Scientists reported that African-American women had the longest vasomotor symptom duration, as compared with other racial groups, while Asian women reported menopausal symptoms lasting no longer than 5 years. Hispanics, however, had to put up with hot flashes and nigh sweats for an additional 4 years.
“These findings can help health care professionals counsel patients about expectations regarding vasomotor symptoms and assist women in making treatment decisions based on the probability of their (symptoms) persisting,”
the study authors noted.
Dr JoAnn Manson from the Brigham and Women’s Hospital in Boston and former president of the North American Menopause Society said that women with prolonged menopause symptoms should not take hormone therapy replacement for, let’s say, 14 years.
Studies that had assessed the safety of hormone therapy suggest women should only take the lowest doses for the shortest possible period of time since in middle age hormone therapy boosts the risk of heart disease, and breast and ovarian cancer.
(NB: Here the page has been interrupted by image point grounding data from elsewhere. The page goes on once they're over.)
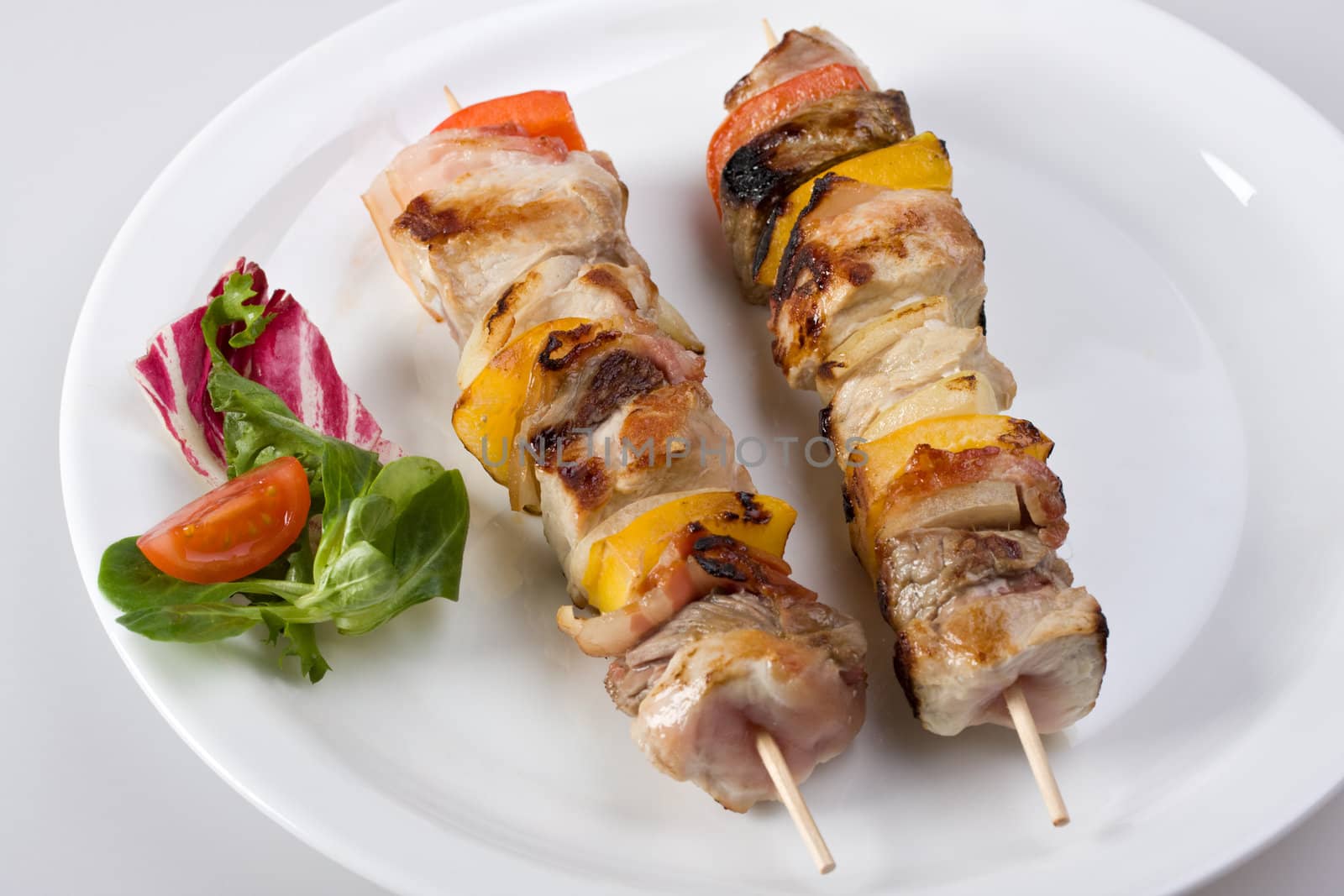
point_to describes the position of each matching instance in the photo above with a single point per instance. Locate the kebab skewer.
(512, 234)
(840, 217)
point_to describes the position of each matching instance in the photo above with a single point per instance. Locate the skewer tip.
(788, 789)
(1037, 758)
(452, 101)
(769, 33)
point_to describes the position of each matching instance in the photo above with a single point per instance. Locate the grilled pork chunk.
(917, 359)
(664, 441)
(732, 664)
(499, 235)
(495, 215)
(860, 251)
(978, 611)
(797, 51)
(694, 564)
(570, 286)
(878, 305)
(772, 164)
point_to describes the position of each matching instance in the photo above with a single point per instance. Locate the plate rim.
(1218, 862)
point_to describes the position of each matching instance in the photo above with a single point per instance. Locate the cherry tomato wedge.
(768, 109)
(234, 530)
(539, 113)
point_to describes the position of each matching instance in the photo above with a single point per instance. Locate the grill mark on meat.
(588, 481)
(904, 661)
(858, 273)
(427, 223)
(578, 342)
(437, 224)
(719, 569)
(792, 265)
(601, 277)
(617, 378)
(501, 307)
(847, 501)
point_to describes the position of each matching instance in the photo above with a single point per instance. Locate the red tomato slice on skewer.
(235, 530)
(768, 109)
(539, 113)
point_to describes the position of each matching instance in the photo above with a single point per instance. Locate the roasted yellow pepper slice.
(920, 163)
(956, 396)
(617, 564)
(889, 456)
(487, 412)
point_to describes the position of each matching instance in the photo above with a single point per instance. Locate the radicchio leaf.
(289, 358)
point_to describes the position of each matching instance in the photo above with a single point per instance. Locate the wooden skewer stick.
(769, 33)
(773, 759)
(1037, 758)
(1018, 708)
(770, 754)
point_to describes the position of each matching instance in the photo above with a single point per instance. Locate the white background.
(97, 795)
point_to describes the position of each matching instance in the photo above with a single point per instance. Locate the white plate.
(1163, 242)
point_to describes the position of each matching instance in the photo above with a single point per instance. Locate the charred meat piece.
(979, 611)
(770, 165)
(465, 241)
(859, 251)
(978, 488)
(570, 286)
(660, 443)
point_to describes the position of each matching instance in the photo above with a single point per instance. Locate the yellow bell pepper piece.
(618, 563)
(958, 394)
(889, 456)
(920, 163)
(487, 412)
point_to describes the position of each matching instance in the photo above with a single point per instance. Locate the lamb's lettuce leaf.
(382, 539)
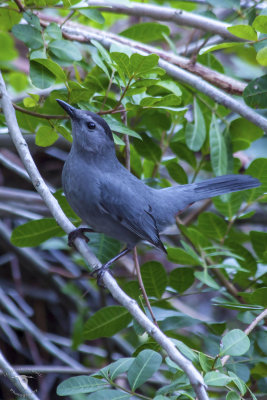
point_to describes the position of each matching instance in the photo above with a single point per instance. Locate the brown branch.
(81, 33)
(141, 284)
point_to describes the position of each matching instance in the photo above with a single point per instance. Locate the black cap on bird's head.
(89, 130)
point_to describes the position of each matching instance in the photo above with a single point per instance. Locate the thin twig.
(141, 284)
(16, 379)
(249, 329)
(8, 304)
(161, 13)
(81, 33)
(194, 376)
(39, 115)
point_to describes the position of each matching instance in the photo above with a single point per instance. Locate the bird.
(113, 201)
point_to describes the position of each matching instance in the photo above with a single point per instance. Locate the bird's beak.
(67, 107)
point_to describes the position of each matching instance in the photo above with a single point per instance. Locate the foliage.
(177, 135)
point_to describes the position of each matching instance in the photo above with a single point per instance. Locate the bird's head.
(90, 132)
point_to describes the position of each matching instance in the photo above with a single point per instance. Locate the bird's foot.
(99, 273)
(79, 232)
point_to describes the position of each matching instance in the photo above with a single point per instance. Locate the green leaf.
(260, 23)
(218, 152)
(176, 171)
(8, 51)
(205, 362)
(80, 384)
(8, 18)
(180, 256)
(54, 31)
(231, 205)
(154, 278)
(144, 366)
(185, 350)
(122, 64)
(212, 225)
(35, 232)
(220, 46)
(259, 297)
(102, 51)
(215, 378)
(106, 322)
(257, 169)
(262, 56)
(18, 80)
(181, 279)
(240, 384)
(32, 19)
(113, 370)
(168, 85)
(92, 14)
(255, 93)
(243, 133)
(40, 76)
(259, 242)
(184, 153)
(109, 394)
(65, 50)
(148, 148)
(235, 343)
(195, 134)
(103, 246)
(52, 67)
(146, 32)
(45, 136)
(243, 31)
(29, 35)
(205, 278)
(211, 61)
(119, 127)
(143, 64)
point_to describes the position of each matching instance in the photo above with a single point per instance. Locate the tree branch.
(81, 33)
(75, 32)
(16, 379)
(194, 376)
(161, 13)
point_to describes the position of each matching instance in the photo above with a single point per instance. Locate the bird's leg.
(99, 272)
(79, 232)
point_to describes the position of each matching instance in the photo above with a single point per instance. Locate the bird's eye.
(91, 125)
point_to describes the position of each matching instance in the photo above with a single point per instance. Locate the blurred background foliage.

But Dr. Manson believes that short-term therapy may not control the hot flashes and night sweats “for their total duration.” For this reason, she recommends that women turn to more than one treatment when trying to control their symptoms.
She also recommends that younger women who are at their menopause debut should try a short-termed HRT, while older women should consider non-hormone treatments such as paroxetine or other antidepressants.
The recent study on menopause symptoms was recently published in the journal JAMA internal Medicine.